Just like 77-78 winter.Go to accu-weather to blog at Meteo-Madness-East Coast Snow and please watch the whole video.It's Coming!


----------



## Midwest BuildIt Inc (Nov 14, 2004)

dont believe it until you see it , we were under about ten different winter storm warnings and ended up getting two days of rain...


----------



## Sydenstricker Landscaping (Dec 17, 2006)

BNC SERVICES;352881 said:


> dont believe it until you see it , we were under about ten different winter storm warnings and ended up getting two days of rain...


I will agree 100% with that.
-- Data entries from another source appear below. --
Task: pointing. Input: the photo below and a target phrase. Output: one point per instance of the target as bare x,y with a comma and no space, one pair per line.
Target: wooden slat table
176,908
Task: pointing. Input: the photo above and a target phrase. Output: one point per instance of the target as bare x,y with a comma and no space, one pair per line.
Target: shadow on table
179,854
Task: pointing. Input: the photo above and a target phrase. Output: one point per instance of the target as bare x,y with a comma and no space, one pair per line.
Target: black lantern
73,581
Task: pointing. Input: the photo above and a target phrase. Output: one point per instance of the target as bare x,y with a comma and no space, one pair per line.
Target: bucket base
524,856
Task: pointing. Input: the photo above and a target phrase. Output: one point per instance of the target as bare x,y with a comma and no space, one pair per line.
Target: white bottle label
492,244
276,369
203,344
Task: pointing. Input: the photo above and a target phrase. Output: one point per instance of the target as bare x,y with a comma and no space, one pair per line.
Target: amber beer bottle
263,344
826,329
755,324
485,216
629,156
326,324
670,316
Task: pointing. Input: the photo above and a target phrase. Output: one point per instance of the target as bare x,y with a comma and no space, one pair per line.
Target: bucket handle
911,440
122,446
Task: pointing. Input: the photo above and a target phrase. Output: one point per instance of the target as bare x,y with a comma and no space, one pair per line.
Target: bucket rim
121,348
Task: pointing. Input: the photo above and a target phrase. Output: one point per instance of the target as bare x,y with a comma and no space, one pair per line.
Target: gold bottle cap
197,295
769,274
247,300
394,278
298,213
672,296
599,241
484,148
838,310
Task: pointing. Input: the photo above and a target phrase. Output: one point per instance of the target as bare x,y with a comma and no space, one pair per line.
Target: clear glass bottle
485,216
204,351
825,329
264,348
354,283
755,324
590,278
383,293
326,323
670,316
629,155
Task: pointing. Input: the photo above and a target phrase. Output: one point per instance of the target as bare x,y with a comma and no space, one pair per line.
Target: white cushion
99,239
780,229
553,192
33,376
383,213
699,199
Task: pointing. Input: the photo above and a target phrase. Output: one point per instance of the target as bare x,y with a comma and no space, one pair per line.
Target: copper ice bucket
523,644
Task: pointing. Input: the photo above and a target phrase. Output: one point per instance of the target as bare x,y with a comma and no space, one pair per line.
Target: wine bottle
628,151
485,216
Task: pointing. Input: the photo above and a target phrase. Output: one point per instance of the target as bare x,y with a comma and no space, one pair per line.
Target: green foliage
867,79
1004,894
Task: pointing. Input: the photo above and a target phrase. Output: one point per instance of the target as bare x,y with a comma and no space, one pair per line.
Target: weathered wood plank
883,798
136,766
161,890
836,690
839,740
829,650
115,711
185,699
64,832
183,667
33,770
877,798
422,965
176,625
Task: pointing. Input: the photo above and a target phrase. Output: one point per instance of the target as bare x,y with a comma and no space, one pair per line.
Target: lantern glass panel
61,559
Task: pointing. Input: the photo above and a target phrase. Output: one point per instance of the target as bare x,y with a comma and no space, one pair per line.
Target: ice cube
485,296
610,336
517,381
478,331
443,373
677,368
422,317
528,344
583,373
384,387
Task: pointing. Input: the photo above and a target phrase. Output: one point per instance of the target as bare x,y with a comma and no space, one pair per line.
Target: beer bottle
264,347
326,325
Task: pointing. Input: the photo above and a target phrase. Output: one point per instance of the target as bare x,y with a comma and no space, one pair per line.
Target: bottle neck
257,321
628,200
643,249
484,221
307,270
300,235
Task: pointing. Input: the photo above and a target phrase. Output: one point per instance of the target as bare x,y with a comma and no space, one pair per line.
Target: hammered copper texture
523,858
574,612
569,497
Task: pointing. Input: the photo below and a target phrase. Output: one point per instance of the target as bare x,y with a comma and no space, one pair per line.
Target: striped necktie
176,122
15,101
They are forecasting 1-3 tonight here and all it is doing is raining.:crying: Stupid weather forecasting sons of bit**s:realmad:


----------



## fordrules222 (Feb 3, 2004)

We were under a snow warning for 5-8" overnight, and another 2" during the day. We ended up with 3", but its better than nothing


----------



## Rcgm (Dec 17, 2000)

I will agree with you and them.I think this is the year for us.I think it is going to creep up on us very soon and we will get pounded just like 77-78xysport 



RCGM
Brad


----------



## Midwest BuildIt Inc (Nov 14, 2004)

Rcgm;352933 said:


> I will agree with you and them.I think this is the year for us.I think it is going to creep up on us very soon and we will get pounded just like 77-78xysport
> 
> RCGM
> Brad


i think you will be very disappointed ..


----------